Growth in the UK’s service sector slowed down in June, with weak demand and the extra holidays for the Queen’s Diamond Jubilee weighing on activity, a new survey showed today.
The Purchasing Managers’ Index (PMI) for the UK service sector, compiled by the Chartered Institute of Purchasing & Supply (CIPS) and financial information services firm Markit, was registered as 51.3 for the month, down from 53.3 in May to stand at an eight-month low. Any reading above 50 indicates growth, so the sector continued to grow during June but at a slower rate.
Although the UK’s service sector has managed to maintain growth for 18 months, the average index level for the second quarter of 2012 is well down on that recorded for the first quarter of the year.
Analysts said that the weak figures indicate that the UK’s double-dip recession, which was confirmed in the first quarter of of 2012, continued in the second quarter.
Chris Williamson, chief economist at Markit, noted that the other recent PMI surveys have shown an ongoing downturn in manufacturing and a deterioration in the construction sector in June, so the weak growth reflected in the services PMI makes it more likely that the Bank of England will expand its quantitative easing (QE) programme.
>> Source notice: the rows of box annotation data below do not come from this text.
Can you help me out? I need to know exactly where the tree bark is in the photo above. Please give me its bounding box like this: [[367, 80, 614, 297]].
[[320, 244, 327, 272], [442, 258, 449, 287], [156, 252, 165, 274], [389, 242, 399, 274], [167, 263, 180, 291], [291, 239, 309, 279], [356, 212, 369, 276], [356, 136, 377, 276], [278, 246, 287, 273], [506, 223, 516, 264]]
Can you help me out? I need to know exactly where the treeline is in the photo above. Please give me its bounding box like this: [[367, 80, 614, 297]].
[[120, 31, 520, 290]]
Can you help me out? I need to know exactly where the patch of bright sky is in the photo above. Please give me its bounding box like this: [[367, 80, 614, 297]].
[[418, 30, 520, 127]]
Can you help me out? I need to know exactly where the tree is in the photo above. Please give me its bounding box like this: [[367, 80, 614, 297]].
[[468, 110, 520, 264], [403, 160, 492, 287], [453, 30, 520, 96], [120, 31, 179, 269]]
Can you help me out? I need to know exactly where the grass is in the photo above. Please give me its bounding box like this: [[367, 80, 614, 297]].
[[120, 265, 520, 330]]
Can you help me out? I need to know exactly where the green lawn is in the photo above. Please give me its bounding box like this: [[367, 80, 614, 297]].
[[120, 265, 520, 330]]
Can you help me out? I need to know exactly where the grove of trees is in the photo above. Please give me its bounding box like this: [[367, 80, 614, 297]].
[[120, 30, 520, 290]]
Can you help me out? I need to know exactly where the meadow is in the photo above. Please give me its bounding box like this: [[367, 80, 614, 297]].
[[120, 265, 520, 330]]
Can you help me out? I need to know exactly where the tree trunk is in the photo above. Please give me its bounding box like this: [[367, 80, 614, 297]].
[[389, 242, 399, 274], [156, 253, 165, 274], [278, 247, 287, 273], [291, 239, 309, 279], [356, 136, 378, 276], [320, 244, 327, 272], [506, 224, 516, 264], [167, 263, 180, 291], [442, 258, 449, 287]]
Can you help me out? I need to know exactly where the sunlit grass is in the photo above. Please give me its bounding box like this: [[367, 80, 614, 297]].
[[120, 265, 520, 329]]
The main reason for the weaker activity growth in June was a slowdown in new business. Concerns about the eurozone debt crisis and the UK’s economic outlook, as well as expectations for a post-Olympics lull in activity, resulted in business confidence in the sector falling to a six-month low.
In addition, the authors of the report said there was anecdotal evidence suggesting that the net effect of the Jubilee holidays was to reduce market activity, although this was partly offset by reports of an increase in work ahead of the Olympic Games.